Emailler :V. Parsemer quelque chose de détails qui en rompent la monotonie (larousse)

Les vitrificables ou la peinture émail

Les vitrificables ou la peinture émail

Une lectrice de Picardie me demandait ce matin « J’ai des pots tout petits, ça ressemble à de l’émail mais en même temps ça a l’air différent, quoi qu’est-ce ??? »

Je tiens donc à préciser: si vous avez des pots petits, avec une poudre plus fine que de l’émail classique, il se pourrait que vous ayez récupéré des…

VITRIFICABLES !!!!

Les vitrificables ne sont pas des émaux comme les autres. Utilisés dans la technique de peinture émaillée en miniature (voir l’article) ou dans la technique de la grisaille au blanc de Limoges (voir l’article), ils sont souvent présentés dans des petits pots et ont une granulométrie beaucoup plus fine que les émaux classiques qui se rapproche de la texture de la farine.

Petits pots de vitrificables de mon atelier dans leur charmantes boîte en bois, avec la palette de dégradé et la plaque de verre où j'entrepose les "peintures"

Petits pots de vitrificables de mon atelier dans leur charmantes boîte en bois, avec la palette de dégradé et la plaque de verre où j’entrepose les « peintures »

On les appelle vitrificables en espagnol, painting enamels en anglais. Je ne sais pas si ils ont un nom officiel en France.

Différence entre un émail classique et un vitrificable

Les émaux classiques sont souvent vendu en poudre. Ce sont des verre avec des oxydes qui ont été fondu puis réduit en poudre autour de 80-mesh (voir l’article sur la granulométrie pour savoir ce qu’est le mesh). Les émaux sont ensuite appliqués en les mélangeant avec de l’eau distillée et ont une texture sableuse.

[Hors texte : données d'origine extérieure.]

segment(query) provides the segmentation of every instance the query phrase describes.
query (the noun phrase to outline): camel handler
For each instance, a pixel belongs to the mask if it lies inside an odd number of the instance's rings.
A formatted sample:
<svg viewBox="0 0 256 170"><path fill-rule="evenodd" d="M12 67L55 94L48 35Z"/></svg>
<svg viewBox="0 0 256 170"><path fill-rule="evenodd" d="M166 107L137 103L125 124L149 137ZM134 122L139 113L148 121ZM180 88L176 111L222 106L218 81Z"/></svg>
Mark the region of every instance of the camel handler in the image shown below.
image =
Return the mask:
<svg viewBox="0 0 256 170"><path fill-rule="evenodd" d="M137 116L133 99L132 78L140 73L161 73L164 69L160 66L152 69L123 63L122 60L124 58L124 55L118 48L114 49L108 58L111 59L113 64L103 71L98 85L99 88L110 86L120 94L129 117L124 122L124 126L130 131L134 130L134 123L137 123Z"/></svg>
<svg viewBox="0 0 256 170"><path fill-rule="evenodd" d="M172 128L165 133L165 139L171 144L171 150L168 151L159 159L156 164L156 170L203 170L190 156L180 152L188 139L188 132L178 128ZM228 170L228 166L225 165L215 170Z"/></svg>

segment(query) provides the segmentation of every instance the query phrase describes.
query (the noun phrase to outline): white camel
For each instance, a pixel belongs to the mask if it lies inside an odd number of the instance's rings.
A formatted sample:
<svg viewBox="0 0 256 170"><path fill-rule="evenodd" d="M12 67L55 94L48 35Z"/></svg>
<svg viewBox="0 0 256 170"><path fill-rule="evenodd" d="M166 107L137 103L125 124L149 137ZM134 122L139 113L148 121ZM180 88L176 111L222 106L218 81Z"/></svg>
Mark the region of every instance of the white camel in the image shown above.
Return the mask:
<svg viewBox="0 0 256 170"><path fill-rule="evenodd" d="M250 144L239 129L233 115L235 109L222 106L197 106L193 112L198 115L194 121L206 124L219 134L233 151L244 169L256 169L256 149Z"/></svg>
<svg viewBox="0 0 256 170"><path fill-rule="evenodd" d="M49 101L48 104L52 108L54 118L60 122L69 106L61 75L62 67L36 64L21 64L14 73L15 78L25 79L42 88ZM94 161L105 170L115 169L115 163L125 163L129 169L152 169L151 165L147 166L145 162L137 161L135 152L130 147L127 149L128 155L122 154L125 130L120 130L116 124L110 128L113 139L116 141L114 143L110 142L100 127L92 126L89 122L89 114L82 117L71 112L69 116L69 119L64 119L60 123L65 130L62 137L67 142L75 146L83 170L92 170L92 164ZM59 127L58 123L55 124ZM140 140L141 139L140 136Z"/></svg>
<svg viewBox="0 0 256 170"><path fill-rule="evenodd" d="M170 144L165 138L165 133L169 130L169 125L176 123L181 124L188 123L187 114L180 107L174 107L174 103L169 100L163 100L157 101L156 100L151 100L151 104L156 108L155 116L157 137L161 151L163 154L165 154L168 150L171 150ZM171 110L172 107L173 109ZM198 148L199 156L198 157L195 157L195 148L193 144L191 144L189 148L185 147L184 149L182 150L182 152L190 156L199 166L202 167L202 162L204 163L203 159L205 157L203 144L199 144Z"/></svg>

Au contraire, les vitrificables sont des mélanges d’oxydes avec très peu de verre qui n’ont jamais subit de cuisson. Ils ont un mesh autour de 325 et sont donc beaucoup plus fin. Pour les appliquer, on les mélange à une huile pour obtenir une pâte qui a à peu près la même texture que la peinture à l’huile. Ils s’appliquent ensuite plus comme une peinture, au pinceau ou à l’aiguille si l’ont veut faire un travail très fin. Le blanc de Limoges utilisé en grisaille est un vitrificable.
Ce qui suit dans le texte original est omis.